Alguna vez el cineasta francés Jean Renoir dijo que el problema es que la televisión amalgame y convierta en papilla la realidad, la ficción, lo fundamental, lo secundario, el divertimento y la reflexión, lo que describe perfectamente la “ceremonia” de los premios Óscar de los años pasados, amalgama de lo fundamental con lo secundario, lo divertido con la reflexión, con un resultado de menjurje que a todas luces resultaba desagradable.
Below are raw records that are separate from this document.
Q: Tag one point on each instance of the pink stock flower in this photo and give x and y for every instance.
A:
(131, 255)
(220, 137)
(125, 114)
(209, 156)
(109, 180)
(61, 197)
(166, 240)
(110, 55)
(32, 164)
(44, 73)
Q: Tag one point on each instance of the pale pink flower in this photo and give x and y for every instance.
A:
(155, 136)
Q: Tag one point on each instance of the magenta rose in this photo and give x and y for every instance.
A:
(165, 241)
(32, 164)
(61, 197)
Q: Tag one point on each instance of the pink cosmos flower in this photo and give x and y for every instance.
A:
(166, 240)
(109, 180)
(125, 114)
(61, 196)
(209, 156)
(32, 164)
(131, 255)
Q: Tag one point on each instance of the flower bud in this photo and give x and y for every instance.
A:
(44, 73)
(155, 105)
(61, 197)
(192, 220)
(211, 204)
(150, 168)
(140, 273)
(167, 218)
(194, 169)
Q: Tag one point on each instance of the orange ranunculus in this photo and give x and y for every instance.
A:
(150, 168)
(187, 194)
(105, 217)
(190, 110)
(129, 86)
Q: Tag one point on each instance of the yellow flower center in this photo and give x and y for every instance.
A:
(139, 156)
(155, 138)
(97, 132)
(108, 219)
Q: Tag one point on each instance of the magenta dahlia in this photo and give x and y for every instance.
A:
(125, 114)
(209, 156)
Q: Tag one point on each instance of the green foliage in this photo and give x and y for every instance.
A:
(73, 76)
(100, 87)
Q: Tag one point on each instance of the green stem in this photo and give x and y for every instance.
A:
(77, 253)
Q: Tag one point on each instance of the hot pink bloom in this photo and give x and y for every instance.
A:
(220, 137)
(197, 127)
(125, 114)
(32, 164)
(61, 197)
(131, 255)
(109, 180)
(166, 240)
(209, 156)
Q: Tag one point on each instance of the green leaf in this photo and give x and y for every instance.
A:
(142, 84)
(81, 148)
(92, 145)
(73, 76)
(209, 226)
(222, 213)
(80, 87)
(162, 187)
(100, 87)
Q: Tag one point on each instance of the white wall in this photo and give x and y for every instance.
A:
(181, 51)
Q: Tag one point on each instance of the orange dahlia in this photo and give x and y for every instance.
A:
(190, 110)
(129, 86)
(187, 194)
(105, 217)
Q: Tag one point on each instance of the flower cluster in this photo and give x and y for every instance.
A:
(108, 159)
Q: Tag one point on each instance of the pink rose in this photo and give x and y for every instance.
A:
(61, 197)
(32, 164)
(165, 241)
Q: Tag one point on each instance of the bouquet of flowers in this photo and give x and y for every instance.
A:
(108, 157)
¿Lo peor? Supongo que la gente frente al Óscar buscaba generar rating. Todo mundo sabe que la ceremonia es fundamentalmente política. Por un lado Hollywood tiene una lucha encarnizada por crear historias desde un punto de vista progresista, y por el otro lado no nomina como mejor directora o mejor película a uno de los filmes más importantes del año pasado, cuyo eje central es la narrativa feminista, y que a todos luces cumple todos los parámetros para ser puesta en esa lista. Vaya, si filmes como Tar han estado nominados a mejor película, ¿cómo es posible que bajo un parámetro real de apreciación del arte la película de Barbie no lo esté?
Desde hace unos años lo que menos importaba en los Óscares era el cine, y lo más eran sus “estrellas” y “su maquillaje”. No importaba si la película era buena o no mientras tuviera las formas que la Academia necesitaba para dar nominaciones y victorias; es decir, el maquillaje. Y en cuanto a las estrellas, contemplábamos una ceremonia en la que lo más relevante era el por qué de la cachetada de Will Smith a Chris Rock, ahí tienen a sus estrellas…
Nos guste o no, Chritopher Nolan, con su maravillosa Oppenheimer, vuelve a poner en la mira del discurso al cine, porque si algo le interesa a este hombre es que el centro de este arte sea el arte del cine mismo.
Encima de todo, el rating volvió a subir, tras varios años de ir en picada. Nolan trata a sus espectadores como seres pensantes y no como idiotas.
Nos guste o no, con su película este director entregó la victoria al cine.